Mortgage

State regulators praise CFPB

The Consumer Financial Protection Bureau is garnering praise from state regulators for streamlining the housing industry’s routine mortgage-origination disclosure forms.

The CFPB has spent the past year drafting, reviewing and testing various mortgage disclosure forms that will inevitably combine the Real Estate Settlement Procedures Act disclosure form with the Truth in Lending Act document.

The Conference of State Bank Supervisors in tandem with the American Association of Residential Mortgage Regulators, the American Council of State Savings Supervisors and the National Association of Consumer Credit Administrators lauded the merger of the documents, saying they’ve been calling for a more concise disclosure form for a while.

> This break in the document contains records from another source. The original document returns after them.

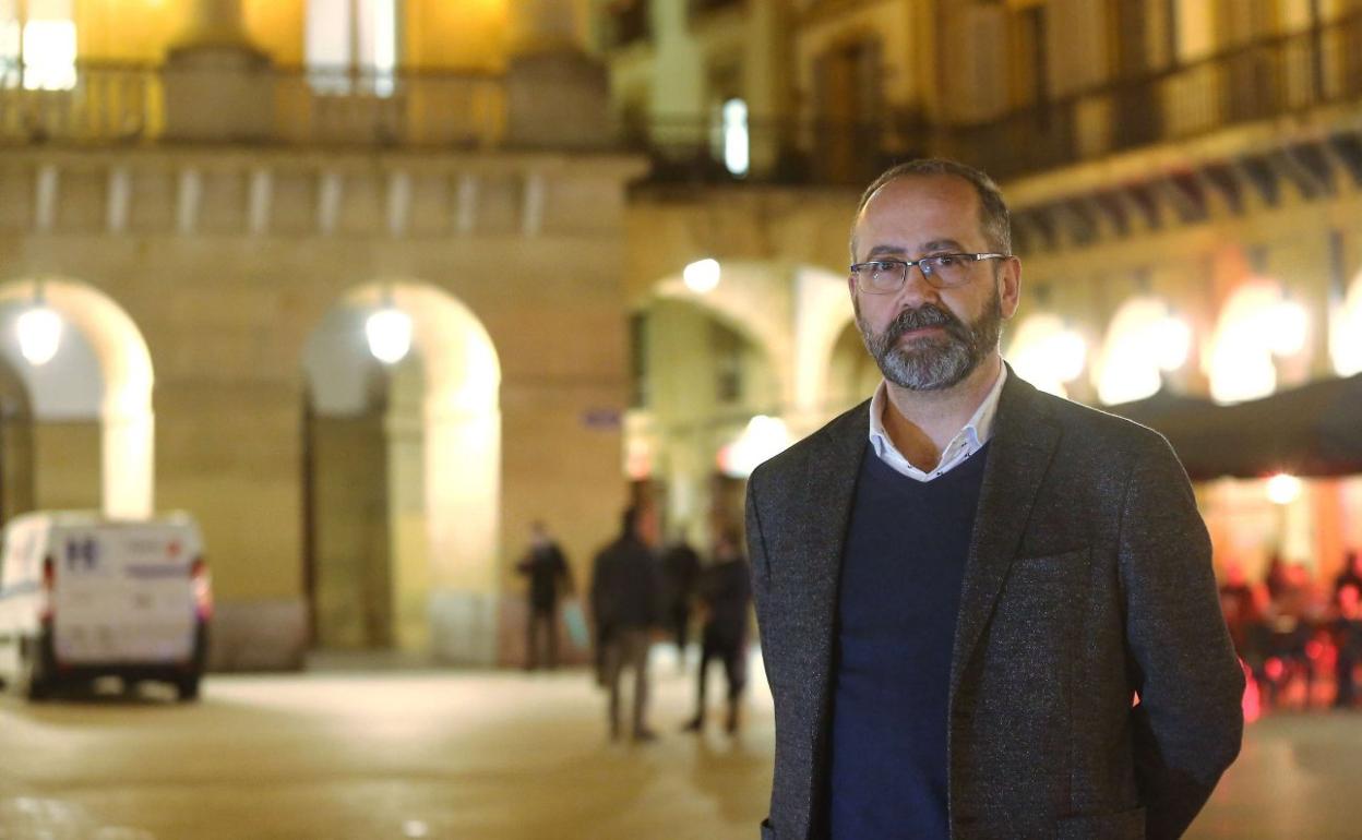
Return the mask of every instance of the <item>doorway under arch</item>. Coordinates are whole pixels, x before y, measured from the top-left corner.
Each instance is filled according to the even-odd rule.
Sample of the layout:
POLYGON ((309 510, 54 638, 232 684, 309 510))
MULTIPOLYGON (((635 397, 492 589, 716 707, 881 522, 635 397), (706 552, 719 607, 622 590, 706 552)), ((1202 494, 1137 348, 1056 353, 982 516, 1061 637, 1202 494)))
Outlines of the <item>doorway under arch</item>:
MULTIPOLYGON (((147 343, 128 313, 101 290, 64 278, 31 278, 0 285, 0 310, 16 317, 39 298, 68 327, 65 342, 75 355, 90 359, 63 370, 63 350, 44 368, 34 369, 18 353, 12 366, 29 388, 35 419, 42 419, 48 398, 63 404, 87 404, 98 425, 98 500, 106 516, 139 519, 150 516, 155 498, 155 419, 151 389, 155 381, 147 343)), ((8 319, 5 319, 8 321, 8 319)), ((84 413, 80 410, 80 413, 84 413)), ((42 467, 41 460, 34 470, 42 467)), ((90 472, 94 472, 91 468, 90 472)), ((84 496, 80 496, 84 498, 84 496)), ((41 496, 37 505, 44 505, 41 496)))
POLYGON ((315 644, 494 662, 501 370, 482 323, 434 285, 368 283, 313 331, 304 368, 315 644), (383 305, 411 319, 391 366, 364 339, 383 305))

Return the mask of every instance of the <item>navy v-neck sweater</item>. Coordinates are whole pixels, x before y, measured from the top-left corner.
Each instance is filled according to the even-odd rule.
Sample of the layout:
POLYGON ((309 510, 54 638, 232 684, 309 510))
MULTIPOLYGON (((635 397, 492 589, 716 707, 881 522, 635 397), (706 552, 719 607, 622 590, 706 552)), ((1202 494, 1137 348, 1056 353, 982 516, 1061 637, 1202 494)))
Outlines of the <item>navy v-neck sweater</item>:
POLYGON ((866 448, 838 603, 834 840, 951 836, 951 647, 987 449, 918 482, 866 448))

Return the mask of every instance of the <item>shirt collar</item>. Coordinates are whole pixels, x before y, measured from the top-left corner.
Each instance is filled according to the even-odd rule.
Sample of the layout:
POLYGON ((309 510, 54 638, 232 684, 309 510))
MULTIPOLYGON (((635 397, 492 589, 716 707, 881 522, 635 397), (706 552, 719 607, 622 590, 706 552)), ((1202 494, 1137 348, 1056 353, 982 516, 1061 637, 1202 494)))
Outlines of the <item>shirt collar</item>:
MULTIPOLYGON (((941 451, 941 464, 937 467, 934 475, 945 472, 957 462, 978 452, 993 437, 993 421, 998 413, 998 398, 1002 395, 1002 383, 1007 378, 1008 366, 998 365, 998 378, 994 380, 993 388, 989 389, 979 407, 974 410, 970 419, 966 421, 964 426, 951 438, 945 449, 941 451)), ((880 460, 895 466, 899 471, 925 476, 926 474, 922 474, 921 470, 903 457, 893 445, 893 441, 889 440, 889 434, 884 430, 884 411, 888 400, 888 385, 884 380, 880 380, 880 387, 874 389, 874 396, 870 398, 870 447, 880 460), (904 467, 907 467, 907 471, 903 470, 904 467)))

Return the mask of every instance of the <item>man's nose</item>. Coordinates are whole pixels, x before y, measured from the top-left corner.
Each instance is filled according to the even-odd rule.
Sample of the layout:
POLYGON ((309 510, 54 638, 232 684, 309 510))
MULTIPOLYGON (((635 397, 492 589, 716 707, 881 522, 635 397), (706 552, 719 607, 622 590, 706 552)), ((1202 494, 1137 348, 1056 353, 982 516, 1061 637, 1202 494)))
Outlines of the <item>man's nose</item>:
POLYGON ((915 309, 922 304, 940 302, 941 297, 937 294, 937 287, 928 280, 922 265, 908 265, 898 300, 904 308, 915 309))

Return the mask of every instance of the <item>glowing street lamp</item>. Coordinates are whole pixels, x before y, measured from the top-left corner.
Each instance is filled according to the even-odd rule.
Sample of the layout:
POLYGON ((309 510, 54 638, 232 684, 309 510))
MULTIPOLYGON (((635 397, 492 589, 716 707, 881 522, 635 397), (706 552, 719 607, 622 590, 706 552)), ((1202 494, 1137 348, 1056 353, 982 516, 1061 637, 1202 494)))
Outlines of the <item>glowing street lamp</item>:
POLYGON ((719 286, 719 260, 706 257, 691 263, 681 271, 685 287, 696 294, 707 294, 719 286))
POLYGON ((411 316, 392 302, 392 293, 383 295, 383 305, 364 323, 369 353, 384 365, 396 365, 411 351, 411 316))
POLYGON ((33 306, 19 316, 19 353, 34 368, 41 368, 57 355, 61 347, 61 316, 42 297, 39 283, 33 295, 33 306))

The point of the combined documents is to provide more clarity.

“The incongruent disclosure requirements, language, and definitions in RESPA and TILA have long been recognized by regulators, lenders, and consumers as problematic aspects of the mortgage origination process,” the regulators stated in their letter. “Developing a solution to streamline the requirements contained in the standards has been the focus of various proposals, studies, congressional hearings, and other public engagement. State regulators, for their part, have long felt the impact of the discrepancies while enforcing these statutes.”

Still, the regulators, like industry trade groups, advised the CFPB to tread lightly when creating requirements for the mortgage finance industry to ensure guidelines will not have the unintended effect of cutting off credit access.